Quack doctors (kwakzalvers, from quack and salve) were often subjects of Dutch genre paintings in the 17th C, and here’s one of my favorites, "The Quack Doctor" by Gerrit Dou (1652): https://en.wikipedia.org/wiki/The_Quack_Doctor
During market days, laws and guild regulations were often more relaxed, and quack doctors selling patent medicines took advantage of these opportunities. Dou’s commentary isn’t subtle: the woman changing her child’s diaper in the foreground suggests that this kwakzalver’s pitch is similarly full of shit. Like the enterprising little criminal on the far right of the frame, he’s effectively picking the pocket of his audience. Only the educated, higher class man in the window takes notice of the theft, and this may have been Dou’s way of reassuring his similarly situated patrons that they were too clever to be taken in by obvious quackery. (They weren’t).

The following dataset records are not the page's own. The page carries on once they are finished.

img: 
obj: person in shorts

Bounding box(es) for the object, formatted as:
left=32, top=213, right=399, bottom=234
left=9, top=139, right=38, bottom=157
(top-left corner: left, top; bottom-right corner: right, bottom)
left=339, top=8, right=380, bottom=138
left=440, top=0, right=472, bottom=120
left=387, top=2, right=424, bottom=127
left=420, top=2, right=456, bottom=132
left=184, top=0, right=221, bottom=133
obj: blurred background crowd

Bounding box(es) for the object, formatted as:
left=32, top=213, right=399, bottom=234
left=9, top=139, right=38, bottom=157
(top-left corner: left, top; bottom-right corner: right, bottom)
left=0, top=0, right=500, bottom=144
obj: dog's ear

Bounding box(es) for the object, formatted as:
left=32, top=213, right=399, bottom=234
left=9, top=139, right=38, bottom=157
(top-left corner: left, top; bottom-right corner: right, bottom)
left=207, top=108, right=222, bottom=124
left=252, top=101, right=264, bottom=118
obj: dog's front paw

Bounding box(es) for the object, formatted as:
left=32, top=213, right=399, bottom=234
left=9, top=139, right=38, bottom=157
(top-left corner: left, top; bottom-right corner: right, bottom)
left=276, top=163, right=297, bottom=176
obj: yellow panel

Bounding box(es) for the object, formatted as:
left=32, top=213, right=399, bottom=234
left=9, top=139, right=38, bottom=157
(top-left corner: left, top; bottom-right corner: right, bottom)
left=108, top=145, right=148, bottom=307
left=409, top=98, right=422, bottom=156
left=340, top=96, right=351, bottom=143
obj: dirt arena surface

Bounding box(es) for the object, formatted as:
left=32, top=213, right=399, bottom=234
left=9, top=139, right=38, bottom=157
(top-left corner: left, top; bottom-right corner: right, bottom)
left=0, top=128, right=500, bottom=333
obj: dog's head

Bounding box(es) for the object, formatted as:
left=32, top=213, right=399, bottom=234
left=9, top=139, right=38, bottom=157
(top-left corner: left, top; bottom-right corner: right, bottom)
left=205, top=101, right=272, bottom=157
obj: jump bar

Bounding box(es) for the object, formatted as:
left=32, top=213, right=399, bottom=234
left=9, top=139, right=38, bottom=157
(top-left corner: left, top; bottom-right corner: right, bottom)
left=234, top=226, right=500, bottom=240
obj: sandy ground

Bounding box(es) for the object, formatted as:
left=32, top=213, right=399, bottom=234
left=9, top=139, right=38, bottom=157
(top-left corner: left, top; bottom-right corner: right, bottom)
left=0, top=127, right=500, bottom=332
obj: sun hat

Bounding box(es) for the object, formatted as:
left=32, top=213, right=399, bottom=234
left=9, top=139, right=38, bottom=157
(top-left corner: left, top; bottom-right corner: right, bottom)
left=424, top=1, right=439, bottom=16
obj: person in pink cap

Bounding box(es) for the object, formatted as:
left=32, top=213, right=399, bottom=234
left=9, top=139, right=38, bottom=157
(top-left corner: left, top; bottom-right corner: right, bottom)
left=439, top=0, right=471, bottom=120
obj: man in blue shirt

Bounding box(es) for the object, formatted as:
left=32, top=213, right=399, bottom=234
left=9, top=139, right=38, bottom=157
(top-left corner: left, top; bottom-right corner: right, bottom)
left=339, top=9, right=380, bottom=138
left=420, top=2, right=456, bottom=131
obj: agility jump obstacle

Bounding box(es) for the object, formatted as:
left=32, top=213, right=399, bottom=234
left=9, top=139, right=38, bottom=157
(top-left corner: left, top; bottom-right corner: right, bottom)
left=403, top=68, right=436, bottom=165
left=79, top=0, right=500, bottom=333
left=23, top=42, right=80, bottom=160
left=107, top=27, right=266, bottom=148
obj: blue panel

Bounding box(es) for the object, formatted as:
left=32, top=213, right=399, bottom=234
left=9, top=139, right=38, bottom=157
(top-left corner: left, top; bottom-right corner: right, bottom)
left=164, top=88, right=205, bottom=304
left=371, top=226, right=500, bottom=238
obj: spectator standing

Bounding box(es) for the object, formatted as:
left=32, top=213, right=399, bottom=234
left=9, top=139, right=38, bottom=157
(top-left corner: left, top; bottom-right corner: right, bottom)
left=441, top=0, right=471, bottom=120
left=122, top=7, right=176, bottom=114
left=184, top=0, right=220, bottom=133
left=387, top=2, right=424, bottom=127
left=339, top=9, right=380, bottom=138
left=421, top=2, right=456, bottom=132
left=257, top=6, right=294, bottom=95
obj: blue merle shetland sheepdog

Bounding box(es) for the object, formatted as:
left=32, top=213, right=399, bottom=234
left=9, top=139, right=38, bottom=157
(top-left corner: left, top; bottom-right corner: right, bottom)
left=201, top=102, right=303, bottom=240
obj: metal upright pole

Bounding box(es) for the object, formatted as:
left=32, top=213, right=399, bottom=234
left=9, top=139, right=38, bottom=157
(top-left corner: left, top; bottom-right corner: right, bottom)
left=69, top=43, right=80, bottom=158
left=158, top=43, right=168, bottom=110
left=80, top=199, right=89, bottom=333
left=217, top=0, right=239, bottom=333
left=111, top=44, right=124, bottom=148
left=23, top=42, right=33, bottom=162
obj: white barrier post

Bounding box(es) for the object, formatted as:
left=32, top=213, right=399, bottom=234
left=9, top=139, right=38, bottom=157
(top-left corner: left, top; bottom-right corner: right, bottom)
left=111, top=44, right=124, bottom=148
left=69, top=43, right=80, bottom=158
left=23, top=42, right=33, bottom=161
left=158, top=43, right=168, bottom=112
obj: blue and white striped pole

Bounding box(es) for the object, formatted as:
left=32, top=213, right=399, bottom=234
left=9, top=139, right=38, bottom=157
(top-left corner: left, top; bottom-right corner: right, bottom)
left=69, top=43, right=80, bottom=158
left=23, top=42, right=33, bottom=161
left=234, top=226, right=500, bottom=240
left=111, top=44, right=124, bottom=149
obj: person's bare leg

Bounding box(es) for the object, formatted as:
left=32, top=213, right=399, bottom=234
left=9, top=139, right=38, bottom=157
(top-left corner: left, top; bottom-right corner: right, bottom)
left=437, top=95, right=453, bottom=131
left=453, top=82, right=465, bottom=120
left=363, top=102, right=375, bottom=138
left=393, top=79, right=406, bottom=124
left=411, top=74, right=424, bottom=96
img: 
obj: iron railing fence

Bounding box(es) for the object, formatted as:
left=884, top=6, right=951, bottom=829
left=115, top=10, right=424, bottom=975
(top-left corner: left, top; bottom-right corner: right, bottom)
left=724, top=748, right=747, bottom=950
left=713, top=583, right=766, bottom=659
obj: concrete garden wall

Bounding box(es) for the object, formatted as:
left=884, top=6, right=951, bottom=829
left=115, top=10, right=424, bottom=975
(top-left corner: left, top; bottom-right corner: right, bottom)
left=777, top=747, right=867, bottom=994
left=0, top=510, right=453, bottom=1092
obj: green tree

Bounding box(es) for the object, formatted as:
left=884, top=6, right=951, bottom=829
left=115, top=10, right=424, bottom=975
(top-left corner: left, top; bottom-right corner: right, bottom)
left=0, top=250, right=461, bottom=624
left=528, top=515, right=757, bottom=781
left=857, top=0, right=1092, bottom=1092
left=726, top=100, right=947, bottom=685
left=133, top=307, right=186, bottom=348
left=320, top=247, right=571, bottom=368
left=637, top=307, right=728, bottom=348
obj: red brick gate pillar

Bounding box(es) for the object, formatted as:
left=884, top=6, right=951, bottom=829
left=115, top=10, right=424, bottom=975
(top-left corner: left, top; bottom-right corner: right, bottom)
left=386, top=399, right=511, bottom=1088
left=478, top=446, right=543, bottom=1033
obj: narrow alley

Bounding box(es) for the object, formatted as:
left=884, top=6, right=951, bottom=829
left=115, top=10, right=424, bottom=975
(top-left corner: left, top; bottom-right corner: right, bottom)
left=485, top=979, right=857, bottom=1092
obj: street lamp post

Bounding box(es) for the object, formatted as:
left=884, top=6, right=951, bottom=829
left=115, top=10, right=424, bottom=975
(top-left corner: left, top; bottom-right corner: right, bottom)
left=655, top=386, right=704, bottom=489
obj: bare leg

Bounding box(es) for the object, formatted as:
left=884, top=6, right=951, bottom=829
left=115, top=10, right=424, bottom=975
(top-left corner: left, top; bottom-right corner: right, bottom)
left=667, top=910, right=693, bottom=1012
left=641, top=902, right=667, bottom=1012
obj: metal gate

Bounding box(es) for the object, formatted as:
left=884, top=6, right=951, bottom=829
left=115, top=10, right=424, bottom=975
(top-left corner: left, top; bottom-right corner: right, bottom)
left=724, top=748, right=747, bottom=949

The quack doctor’s diploma, complete with enormous wax seal, is an obvious fake. His dress is a crude approximation of what a physician might wear, but possibly close enough to fool his gullible audience. He’s also pictured with a monkey, who appears to be looking over his wares. Monkeys featured in a lot of Dutch art from the early to mid 17th C, including satirical pieces related to tulipmania (a topic I’ll probably return to shortly). During this period, monkeys (beyond being exotic pets and status symbols) often represented foolishness or a reversion to beast-like behavior. So this may be commentary on the gullibility of the kwakzalver's audience (or maybe his own vices).
So the quack medicine in Bybloemen? Silly, not 100% historically accurate, but also not too far off!